Does the series $\sum_{n\in\mathbb{Z}} \exp\left(-\sum_{k=-n}^{+n}\cos(k)\right)$ converge or diverge? Does the following series converge or diverge?
$$
\sum_{n\in\mathbb{Z}} \exp\left(-\sum_{k=-n}^{+n}\cos(k)\right)
$$
 A: Sure don't look convergent.

To prove it concretely, notice that $-3$ is a lower bound for $-\cos{n} - \cot{\frac{1}{2}}\sin{n}$, so $$\sum_{n=-m}^me^{-3}\leq\sum_{n=-m}^me^{-\cos{n} - \cot{\frac{1}{2}}\sin{n}}=\sum_{n=-m}^me^{-\sum_{k=-n}^n\cos{k}}$$ which obviously diverges as $m\rightarrow \infty$.
A: *

*The term in the exponential is $1+2\sum_{j=1}^n\cos j$ as the cosine is even. 

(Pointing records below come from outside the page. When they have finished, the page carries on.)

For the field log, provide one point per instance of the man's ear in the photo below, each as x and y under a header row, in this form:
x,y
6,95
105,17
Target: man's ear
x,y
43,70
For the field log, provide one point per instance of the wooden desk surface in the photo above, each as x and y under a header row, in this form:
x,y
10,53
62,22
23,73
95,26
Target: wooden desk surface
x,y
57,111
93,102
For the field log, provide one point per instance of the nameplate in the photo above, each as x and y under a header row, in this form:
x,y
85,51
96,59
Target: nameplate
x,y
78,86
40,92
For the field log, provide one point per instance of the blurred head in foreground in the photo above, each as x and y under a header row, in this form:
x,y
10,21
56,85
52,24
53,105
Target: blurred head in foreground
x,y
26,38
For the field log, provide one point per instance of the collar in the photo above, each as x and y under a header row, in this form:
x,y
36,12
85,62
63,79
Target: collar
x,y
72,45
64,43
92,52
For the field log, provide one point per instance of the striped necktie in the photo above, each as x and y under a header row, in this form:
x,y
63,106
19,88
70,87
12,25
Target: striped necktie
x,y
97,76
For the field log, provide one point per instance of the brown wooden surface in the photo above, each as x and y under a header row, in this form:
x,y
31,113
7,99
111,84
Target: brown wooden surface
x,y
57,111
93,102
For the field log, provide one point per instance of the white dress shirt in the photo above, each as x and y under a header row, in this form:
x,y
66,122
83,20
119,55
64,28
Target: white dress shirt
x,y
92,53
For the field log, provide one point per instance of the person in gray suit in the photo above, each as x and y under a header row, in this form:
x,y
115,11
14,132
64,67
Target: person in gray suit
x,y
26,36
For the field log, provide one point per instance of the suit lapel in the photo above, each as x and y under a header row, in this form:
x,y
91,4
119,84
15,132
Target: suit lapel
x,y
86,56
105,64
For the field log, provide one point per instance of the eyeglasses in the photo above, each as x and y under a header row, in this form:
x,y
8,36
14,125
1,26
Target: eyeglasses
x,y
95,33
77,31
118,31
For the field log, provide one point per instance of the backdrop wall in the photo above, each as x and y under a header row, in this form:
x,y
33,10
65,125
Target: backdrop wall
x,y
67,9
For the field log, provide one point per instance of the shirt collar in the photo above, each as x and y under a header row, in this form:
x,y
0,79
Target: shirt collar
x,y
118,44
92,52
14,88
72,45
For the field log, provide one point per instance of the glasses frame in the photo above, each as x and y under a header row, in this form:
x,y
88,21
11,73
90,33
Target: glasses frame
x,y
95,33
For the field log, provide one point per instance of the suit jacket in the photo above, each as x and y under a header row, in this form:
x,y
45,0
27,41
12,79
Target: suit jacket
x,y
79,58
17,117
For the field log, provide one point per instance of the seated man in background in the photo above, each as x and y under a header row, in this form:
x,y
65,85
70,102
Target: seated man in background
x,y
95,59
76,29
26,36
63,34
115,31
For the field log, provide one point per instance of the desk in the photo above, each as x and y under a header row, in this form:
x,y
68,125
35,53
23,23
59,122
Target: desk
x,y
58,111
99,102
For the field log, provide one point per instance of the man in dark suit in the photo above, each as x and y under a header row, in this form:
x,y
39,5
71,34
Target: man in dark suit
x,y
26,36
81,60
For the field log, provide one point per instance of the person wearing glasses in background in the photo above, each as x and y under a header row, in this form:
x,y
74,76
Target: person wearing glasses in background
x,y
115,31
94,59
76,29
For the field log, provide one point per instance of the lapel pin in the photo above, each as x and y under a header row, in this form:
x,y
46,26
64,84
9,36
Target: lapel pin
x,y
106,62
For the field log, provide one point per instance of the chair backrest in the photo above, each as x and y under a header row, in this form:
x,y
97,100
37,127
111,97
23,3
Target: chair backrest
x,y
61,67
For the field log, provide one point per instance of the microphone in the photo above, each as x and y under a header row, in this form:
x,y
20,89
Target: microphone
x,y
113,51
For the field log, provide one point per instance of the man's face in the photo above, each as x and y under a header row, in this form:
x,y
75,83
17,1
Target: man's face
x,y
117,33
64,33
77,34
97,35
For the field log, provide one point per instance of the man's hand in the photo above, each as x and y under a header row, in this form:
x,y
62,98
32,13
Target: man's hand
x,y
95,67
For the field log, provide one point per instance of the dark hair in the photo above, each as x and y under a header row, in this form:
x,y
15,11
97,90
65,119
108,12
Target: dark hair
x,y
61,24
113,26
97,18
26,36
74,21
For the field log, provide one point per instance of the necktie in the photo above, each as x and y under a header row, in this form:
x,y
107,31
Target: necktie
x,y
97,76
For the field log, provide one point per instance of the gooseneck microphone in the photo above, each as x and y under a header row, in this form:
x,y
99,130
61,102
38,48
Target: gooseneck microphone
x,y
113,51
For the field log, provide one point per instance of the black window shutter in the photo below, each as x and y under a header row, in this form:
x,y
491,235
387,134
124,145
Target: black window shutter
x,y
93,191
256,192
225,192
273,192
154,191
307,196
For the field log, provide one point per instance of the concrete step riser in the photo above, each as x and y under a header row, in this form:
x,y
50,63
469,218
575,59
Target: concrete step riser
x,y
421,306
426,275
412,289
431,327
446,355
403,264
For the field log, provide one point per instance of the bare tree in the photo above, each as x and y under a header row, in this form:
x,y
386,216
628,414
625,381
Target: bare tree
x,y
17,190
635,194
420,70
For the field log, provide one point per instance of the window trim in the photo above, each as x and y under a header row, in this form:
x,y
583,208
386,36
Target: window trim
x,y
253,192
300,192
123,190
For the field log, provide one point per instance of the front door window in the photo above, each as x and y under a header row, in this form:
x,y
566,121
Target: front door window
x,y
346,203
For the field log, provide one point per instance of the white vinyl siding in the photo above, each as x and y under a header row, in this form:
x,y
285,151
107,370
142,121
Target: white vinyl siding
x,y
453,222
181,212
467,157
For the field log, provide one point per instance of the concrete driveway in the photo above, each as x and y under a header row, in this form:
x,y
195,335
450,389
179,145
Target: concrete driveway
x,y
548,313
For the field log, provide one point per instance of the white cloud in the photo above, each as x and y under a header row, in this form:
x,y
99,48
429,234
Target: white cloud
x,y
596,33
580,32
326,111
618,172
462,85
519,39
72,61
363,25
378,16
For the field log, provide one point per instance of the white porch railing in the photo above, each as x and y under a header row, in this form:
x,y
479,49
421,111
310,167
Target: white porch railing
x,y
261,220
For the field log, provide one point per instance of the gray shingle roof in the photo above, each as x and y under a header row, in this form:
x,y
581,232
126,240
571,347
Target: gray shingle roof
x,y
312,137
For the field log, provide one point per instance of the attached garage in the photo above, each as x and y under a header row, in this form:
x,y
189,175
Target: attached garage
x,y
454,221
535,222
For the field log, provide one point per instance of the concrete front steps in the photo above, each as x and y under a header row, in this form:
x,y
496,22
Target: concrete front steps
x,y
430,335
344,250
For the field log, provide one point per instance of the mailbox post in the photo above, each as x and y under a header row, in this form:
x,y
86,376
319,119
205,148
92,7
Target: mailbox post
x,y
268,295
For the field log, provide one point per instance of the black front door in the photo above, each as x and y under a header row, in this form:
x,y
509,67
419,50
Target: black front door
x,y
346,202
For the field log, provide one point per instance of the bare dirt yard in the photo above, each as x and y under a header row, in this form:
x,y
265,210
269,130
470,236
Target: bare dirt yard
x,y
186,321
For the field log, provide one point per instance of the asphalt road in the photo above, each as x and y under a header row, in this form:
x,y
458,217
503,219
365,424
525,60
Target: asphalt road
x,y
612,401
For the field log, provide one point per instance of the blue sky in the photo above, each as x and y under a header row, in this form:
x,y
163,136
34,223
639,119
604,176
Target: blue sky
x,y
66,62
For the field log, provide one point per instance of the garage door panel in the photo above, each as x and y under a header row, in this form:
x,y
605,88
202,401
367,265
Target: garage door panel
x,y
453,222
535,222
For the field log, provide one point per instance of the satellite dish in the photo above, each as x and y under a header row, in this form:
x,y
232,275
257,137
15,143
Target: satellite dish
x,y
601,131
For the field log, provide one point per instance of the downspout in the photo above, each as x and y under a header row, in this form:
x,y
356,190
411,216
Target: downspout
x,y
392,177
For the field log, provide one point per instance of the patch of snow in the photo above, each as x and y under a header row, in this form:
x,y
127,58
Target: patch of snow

*We can find a constant $M$ such that for all $n$, $\left|\sum_{j=1}^n\cos j\right|\leqslant M$, which can be seen computing the sum. 

A: Note that
$$ \sum_{k=-n}^{n} \cos{k} = \cos{n} + \cot{\left (\frac{1}{2} \right )} \sin{n} $$
Because of the oscillatory nature of this sum, i.e. each term is bounded, the sum in question does not converge.
A: Clearly your sum is equal to $e^{-1}+2\sum_{n=1}^\infty\exp\bigl(-1-2\sum_{k=1}^n\cos(k)\bigr)=e^{-1}+2\sum_{n=1}^\infty\exp\bigl(1-2\sum_{k=0}^n\cos(k)\bigr)$. On the other hand, $$\sum_{k=0}^n\cos(k)=\Re\biggl(\sum_{k=0}^ne^{ik}\biggr)=\Re\biggl(\frac{e^{(n+1)i}-1}{e^i-1}\,\frac{e^{-i}-1}{\overline{e^i-1}}\biggr)=\frac{\Re(e^{ni}-e^{(n+1)i}-e^{-i}+1)}{|e^i-1|^2}=\frac{\cos(n)-\cos(n+1)+1-\cos(1)}{2\bigr(1-\cos(1)\bigl)}$$ 
and so $$1-2\sum_{k=0}^n\cos(k)=\frac{\cos(n+1)-\cos(n)}{1-\cos(1)}\,.$$
Now consider $$b_n=\sqrt[n]{\exp\bigl(-1-2\sum_{k=1}^n\cos(k)\bigr)}=\exp\biggl(\frac1{1-\cos(1)}\,\frac{\cos(n+1)-\cos(n)}{n}\biggr)\,.$$
In order to show divergence of the original series it is suffices to show that $b_n\geq1$ for infinitely many $n$ (see here, page 370, Proposition 9.15), or, equivalently, $\cos(n+1)\geq\cos(n)$ for infinitely many $n$. But this is true: in fact, it is well-known that the set $\{n+2\pi m: n, m\in\mathbb Z\}$ is dense in $\mathbb R$, so the image of this set under cosine function is dense in $[-1,1]$. But $\cos(n+2\pi m)=\cos(|n|)$, which shows that the set $\bigl(\cos(n)\bigr)_{n\geq1}$ is dense in $[-1,1]$.
Since the function $\arccos:[-1,1]\to[0,\pi]$ is continuous, then there exists $\epsilon\in(0,1/2)$ such that $\pi-\arccos(x)<1/2$ for all $x$ with $-1\leq x<-1+\epsilon$. Moreover, for infinitely many $n$ we have $\cos(n)<-1+\epsilon$. If $n=2k\pi+\theta_n$, with $k\in\mathbb Z$ and $0\leq\theta_n<2\pi$, then $\cos(\theta_n)<-1+\epsilon$, so necessarily $\theta_n\in(\pi/2,3\pi/2)$. If $\theta_n\leq\pi$ then $\arccos\bigl(\cos(\theta_n)\bigr)=\theta_n>\pi-1/2$; otherwise we have $\arccos\bigl(\cos(\theta_n)\bigr)=2\pi-\theta_n>\pi-1/2$, that is $\theta_n<\pi+1/2$. Consequently $\pi-1/2<\theta_n<\pi+1/2$, which implies $\cos(\theta_n)=\cos(n)<\cos(\pi+1/2)$, and similarly $\pi+1/2<\theta_n+1<2\pi$, and since $\cos$ is increasing on the interval $[\pi+1/2,2\pi]$, it follows that $\cos(n+1)=\cos(\theta_n+1)>\cos(\pi+1/2)$. This proves that $\cos(n+1)>\cos(n)$ for infinitely many $n$.